As he lay dying in London's University College Hospital, a statement was read out on behalf of Litvinenko, the inquiry heard. He said: "You may succeed in silencing one man but the howl of protest from around the world will reverberate, Mr Putin, for the rest of your life. May God forgive you for what you've done, not only to me but to beloved Russia and our people."
Who was Alexander Litvinenko?
A former Russian agent who became a Britain-based critic of the Kremlin. He fell ill on November 1, 2006 after drinking tea with two Russian men at a London hotel. He died three weeks later, aged 43.
What killed him?
Ben Emmerson, lawyer for Litvinenko's widow, said he was the victim of an "assassination by agents of the Russian state". He died of "acute radiation syndrome". The court heard he was poisoned with radioactive polonium not once but twice. Litvinenko complained of feeling ill a couple of weeks before he was hospitalised, after an earlier meeting with Dmitry Kovtun and Andrei Lugovoi.

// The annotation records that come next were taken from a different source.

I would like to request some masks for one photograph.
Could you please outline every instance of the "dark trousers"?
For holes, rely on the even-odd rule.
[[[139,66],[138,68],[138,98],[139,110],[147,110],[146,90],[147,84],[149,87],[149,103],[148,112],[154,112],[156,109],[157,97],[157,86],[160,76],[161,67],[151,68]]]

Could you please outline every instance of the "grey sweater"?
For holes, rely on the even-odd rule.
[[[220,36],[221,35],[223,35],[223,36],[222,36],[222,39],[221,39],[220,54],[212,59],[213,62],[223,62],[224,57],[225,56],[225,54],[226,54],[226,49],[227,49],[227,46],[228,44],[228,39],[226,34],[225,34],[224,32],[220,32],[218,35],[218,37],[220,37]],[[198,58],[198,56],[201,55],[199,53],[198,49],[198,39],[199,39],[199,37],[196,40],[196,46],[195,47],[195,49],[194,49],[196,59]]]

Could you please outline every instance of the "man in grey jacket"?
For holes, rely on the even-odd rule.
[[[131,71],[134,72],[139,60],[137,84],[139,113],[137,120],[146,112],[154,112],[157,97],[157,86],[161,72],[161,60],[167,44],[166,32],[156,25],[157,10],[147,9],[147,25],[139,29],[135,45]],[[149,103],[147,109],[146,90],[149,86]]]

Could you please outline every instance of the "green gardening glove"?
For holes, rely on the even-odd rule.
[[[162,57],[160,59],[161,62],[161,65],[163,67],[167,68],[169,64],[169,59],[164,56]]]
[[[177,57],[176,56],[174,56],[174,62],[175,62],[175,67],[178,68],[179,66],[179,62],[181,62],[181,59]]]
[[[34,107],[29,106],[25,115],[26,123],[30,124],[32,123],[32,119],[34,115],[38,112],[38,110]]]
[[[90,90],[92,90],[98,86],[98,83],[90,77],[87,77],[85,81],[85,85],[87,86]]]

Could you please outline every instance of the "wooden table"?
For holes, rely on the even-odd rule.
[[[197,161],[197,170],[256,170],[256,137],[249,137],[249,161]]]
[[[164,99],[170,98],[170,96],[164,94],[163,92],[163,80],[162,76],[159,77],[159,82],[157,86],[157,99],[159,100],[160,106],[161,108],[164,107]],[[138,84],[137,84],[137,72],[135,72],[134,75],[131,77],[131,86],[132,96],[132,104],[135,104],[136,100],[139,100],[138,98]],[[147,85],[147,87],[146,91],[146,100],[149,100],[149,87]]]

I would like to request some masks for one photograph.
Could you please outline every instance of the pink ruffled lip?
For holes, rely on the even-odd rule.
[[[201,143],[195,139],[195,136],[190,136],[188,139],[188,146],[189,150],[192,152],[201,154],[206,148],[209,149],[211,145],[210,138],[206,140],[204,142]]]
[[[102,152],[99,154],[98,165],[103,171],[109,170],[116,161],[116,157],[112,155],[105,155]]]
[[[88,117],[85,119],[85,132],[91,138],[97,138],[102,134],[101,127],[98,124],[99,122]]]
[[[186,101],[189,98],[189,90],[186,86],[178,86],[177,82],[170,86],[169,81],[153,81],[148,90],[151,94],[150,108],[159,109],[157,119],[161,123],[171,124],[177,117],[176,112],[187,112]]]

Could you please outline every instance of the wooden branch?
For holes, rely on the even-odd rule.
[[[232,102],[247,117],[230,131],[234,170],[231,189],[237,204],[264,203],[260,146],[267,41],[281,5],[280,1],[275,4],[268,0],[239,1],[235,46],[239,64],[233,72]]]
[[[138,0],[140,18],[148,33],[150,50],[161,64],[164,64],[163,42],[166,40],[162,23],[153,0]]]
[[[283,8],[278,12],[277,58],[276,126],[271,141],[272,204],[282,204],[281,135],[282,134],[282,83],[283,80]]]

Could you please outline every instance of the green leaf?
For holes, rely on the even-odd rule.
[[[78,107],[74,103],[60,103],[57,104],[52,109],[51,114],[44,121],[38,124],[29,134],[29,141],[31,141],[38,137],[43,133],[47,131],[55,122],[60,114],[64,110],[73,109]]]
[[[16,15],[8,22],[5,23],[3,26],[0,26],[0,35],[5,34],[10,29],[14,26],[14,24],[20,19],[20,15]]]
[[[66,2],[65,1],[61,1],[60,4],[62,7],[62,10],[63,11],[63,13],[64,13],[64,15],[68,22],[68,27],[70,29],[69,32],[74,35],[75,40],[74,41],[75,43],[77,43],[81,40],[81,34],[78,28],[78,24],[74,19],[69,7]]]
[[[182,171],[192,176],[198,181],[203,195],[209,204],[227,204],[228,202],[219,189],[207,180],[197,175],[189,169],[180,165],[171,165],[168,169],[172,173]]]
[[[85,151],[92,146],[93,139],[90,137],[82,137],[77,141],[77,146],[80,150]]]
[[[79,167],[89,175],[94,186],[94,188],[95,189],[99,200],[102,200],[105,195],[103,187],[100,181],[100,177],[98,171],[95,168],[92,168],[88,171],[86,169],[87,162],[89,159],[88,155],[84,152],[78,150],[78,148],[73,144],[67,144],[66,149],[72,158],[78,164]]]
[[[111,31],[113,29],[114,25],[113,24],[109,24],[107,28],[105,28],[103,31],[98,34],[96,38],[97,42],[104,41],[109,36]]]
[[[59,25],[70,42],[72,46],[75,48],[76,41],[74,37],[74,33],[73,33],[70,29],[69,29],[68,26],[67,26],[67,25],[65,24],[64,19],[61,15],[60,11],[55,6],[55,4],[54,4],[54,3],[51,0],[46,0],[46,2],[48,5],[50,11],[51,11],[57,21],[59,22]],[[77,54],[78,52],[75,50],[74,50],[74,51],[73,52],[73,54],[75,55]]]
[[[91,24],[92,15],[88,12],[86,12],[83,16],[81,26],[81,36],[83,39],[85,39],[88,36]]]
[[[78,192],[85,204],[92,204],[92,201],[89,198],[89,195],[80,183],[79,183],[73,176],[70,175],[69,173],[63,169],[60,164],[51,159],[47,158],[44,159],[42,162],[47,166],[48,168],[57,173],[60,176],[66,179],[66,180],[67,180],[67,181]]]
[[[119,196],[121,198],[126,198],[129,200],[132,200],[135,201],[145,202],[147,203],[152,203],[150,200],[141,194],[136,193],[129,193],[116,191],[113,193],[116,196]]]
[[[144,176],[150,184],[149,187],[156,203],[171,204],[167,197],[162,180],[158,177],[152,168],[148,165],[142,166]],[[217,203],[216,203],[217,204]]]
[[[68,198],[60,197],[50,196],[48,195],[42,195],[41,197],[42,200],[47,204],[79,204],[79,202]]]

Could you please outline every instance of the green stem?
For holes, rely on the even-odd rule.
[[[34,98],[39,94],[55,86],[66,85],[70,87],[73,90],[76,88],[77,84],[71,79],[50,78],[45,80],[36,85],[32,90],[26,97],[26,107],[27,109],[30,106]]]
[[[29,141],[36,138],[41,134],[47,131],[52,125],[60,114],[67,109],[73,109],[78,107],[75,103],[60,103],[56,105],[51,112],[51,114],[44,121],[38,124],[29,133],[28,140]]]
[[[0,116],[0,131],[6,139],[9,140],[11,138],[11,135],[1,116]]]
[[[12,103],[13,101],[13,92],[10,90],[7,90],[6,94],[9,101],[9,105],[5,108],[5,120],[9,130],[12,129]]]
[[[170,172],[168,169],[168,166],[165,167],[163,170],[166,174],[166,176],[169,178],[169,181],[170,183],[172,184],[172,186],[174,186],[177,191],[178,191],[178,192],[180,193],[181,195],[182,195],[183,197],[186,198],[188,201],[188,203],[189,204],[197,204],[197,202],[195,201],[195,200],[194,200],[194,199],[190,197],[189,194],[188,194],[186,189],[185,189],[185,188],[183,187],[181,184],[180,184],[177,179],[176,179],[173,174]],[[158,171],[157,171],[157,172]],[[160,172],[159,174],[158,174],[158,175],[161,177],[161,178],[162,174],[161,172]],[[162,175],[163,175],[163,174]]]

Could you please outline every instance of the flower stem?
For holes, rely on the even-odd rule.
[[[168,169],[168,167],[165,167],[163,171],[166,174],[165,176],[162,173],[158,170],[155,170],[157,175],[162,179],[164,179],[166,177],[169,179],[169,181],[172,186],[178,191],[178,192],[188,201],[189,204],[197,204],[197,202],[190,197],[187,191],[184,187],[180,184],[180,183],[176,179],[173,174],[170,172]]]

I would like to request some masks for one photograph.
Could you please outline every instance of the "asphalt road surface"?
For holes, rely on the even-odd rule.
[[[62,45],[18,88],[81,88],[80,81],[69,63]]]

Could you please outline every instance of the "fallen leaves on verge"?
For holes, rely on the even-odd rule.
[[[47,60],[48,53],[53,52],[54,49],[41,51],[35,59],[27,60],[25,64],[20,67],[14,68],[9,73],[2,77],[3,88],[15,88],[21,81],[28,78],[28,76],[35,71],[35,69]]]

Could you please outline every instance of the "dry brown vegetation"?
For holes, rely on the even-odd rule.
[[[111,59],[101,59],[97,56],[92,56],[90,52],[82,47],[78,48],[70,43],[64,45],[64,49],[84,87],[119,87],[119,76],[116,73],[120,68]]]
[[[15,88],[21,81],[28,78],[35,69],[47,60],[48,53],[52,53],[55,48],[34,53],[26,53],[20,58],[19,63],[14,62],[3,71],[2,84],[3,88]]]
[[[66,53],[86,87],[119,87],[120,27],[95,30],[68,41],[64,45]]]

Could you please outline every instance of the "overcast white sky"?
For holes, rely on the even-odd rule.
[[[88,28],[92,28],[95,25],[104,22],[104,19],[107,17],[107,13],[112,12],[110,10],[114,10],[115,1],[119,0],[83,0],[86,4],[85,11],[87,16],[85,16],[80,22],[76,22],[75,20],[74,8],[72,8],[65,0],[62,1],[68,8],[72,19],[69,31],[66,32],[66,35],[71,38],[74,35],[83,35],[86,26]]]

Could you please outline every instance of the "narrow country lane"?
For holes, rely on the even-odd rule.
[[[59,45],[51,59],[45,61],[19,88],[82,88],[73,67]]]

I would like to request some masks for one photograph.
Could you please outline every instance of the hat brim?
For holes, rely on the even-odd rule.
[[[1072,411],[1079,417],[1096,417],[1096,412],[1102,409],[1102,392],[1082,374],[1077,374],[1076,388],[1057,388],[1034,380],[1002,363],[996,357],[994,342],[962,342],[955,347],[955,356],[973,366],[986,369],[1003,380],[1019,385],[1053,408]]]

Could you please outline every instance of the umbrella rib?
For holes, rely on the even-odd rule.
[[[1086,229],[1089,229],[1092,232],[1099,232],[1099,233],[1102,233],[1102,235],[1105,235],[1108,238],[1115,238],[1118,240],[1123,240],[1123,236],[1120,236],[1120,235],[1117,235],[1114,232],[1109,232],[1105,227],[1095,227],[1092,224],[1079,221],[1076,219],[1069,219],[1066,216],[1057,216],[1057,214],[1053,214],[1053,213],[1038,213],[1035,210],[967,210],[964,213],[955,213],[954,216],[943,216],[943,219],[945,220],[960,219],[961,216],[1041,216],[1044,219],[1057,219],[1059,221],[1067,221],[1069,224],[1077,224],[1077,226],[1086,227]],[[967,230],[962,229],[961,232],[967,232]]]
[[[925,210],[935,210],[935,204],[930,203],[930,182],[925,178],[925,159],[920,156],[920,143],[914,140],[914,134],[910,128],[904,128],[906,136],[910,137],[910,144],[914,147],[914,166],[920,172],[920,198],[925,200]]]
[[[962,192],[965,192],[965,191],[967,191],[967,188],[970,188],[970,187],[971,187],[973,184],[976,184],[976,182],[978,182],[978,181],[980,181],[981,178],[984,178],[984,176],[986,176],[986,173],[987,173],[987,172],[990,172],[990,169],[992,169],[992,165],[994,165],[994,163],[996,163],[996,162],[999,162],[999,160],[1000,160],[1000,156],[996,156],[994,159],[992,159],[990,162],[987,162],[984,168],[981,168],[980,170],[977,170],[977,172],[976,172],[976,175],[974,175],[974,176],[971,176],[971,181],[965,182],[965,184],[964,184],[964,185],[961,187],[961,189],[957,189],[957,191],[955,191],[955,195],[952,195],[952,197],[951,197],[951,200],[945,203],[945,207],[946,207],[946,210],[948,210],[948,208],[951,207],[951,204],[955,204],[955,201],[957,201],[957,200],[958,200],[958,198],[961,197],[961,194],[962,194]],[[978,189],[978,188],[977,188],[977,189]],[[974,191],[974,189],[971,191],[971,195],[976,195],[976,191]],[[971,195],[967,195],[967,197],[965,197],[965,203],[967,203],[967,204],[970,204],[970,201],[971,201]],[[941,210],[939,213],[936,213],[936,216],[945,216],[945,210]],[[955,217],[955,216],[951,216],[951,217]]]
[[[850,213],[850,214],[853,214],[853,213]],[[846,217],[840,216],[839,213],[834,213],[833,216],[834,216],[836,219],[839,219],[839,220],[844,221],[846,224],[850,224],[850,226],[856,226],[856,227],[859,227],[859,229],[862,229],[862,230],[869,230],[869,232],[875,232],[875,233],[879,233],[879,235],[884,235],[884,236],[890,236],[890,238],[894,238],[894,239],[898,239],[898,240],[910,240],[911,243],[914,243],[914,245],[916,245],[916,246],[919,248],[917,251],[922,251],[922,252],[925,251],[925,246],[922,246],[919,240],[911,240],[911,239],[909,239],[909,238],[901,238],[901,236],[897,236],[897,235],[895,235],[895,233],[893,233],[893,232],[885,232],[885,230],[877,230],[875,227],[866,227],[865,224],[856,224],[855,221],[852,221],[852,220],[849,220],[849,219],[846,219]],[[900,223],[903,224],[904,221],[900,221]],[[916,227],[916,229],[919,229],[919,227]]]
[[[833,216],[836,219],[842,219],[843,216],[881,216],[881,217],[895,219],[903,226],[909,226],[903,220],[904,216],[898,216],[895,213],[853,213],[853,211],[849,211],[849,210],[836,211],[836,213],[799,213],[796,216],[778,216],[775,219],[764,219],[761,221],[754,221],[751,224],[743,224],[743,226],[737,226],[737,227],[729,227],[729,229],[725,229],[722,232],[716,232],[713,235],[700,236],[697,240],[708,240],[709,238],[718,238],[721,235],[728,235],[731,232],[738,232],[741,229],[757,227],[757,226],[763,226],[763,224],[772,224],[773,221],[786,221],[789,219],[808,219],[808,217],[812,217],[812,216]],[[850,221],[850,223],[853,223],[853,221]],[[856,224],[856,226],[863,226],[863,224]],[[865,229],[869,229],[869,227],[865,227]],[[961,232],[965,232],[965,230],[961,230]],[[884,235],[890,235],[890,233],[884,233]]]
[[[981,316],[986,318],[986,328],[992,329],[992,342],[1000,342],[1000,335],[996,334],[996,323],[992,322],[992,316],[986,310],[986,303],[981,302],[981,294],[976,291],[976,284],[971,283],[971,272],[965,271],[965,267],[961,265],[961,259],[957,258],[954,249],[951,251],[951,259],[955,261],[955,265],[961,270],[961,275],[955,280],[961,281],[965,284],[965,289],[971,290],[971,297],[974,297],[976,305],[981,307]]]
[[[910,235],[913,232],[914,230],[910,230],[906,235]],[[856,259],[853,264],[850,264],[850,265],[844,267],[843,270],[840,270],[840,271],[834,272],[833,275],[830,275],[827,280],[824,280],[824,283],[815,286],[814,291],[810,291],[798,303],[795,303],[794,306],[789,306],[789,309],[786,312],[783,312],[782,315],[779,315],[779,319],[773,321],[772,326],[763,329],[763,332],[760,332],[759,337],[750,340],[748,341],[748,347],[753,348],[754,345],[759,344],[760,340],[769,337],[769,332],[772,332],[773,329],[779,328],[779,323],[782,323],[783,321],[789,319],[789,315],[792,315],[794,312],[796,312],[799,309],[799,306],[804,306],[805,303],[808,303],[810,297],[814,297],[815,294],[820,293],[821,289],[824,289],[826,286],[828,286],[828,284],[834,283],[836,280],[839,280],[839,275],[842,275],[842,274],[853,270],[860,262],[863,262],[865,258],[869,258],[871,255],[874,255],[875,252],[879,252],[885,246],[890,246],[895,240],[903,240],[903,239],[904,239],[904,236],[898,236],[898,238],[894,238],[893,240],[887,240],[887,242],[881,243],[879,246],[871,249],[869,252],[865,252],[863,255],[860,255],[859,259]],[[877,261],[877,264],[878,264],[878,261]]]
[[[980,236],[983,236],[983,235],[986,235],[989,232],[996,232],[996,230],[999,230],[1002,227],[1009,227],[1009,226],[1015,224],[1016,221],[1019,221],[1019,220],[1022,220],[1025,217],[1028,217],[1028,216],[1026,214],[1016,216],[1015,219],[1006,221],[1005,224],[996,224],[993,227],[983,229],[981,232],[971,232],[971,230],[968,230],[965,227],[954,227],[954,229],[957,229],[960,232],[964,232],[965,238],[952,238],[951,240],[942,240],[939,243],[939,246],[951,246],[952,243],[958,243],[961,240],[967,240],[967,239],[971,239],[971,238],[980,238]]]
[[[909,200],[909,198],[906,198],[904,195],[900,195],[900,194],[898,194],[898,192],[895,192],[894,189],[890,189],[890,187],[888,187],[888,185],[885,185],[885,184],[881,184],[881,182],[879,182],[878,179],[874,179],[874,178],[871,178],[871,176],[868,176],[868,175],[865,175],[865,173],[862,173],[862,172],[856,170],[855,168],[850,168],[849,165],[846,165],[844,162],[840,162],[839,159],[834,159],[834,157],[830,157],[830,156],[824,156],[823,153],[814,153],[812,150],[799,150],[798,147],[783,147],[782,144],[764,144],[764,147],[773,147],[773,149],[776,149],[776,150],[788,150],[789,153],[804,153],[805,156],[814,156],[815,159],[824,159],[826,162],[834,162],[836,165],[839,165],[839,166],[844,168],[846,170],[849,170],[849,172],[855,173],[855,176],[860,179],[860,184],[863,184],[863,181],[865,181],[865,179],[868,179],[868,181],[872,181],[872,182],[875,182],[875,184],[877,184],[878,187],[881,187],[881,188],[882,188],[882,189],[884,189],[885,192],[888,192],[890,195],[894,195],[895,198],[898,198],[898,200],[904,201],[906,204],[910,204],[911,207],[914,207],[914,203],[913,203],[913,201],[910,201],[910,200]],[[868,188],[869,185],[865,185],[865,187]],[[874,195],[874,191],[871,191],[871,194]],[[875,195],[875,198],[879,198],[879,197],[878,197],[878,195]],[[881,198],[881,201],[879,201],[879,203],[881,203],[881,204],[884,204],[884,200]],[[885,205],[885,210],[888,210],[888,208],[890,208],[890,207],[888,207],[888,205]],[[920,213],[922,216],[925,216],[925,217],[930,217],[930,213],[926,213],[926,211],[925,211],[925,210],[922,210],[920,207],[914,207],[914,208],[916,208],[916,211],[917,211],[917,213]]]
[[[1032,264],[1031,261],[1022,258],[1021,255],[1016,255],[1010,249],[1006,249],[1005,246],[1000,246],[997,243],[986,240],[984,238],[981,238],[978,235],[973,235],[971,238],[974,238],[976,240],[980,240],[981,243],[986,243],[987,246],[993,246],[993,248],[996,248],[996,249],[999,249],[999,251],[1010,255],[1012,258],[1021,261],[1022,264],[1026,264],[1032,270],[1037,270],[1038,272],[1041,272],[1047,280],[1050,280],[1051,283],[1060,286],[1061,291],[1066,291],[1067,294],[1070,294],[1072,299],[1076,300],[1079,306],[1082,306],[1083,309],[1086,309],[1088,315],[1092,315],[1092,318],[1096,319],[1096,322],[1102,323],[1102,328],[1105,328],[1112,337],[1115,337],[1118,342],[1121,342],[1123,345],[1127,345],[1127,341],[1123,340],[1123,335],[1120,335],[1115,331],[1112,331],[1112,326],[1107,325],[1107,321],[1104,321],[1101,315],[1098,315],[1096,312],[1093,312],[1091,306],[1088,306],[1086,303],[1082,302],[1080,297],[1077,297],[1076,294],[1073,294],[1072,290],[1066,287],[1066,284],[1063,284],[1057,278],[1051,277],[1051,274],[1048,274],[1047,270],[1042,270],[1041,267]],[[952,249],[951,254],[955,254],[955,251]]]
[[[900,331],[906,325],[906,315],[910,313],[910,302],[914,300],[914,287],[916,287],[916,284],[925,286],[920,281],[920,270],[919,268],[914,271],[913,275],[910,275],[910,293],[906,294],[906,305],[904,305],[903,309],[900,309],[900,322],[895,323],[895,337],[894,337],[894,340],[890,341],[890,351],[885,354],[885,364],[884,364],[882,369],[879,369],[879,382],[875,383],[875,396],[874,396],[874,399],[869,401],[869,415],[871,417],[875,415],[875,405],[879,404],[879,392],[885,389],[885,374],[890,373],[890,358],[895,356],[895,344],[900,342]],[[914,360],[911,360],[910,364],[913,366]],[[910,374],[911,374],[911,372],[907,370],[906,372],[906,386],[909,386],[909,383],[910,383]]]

What is the inquiry's purpose?
Robin Tam, the inquiry's legal counsel, said it was not a trial whose job was to determine guilt - but that it would try to follow the evidence wherever it led.
What is the evidence?
Tam said that detectives had found "a large number of positive traces" of the radioactive isotope polonium-210 in London locations visited by Litvinenko and the two suspects, including in hotels, bars, aircraft and even Arsenal FC's Emirates stadium. One of the suspects had approached a contact in Germany and asked if he knew a chef in London who could slip a "very expensive poison" into Litvinenko's food or drink.
Why use polonium 210?
It is a soft metal which is so deadly an amount as small as a grain of salt would kill an adult. It is tasteless so the victim does not realise his food has been laced with it. Nor does it set off radiation detectors. It destroyed internal organs and sabotaged his body's immune system.
What is the Kremlin's view?
Moscow denies responsibility, and has refused to extradite the two prime suspects. Kovtun and Lugovoi have strongly denied involvement in Litvinenko's death. They have been invited to give evidence by video link.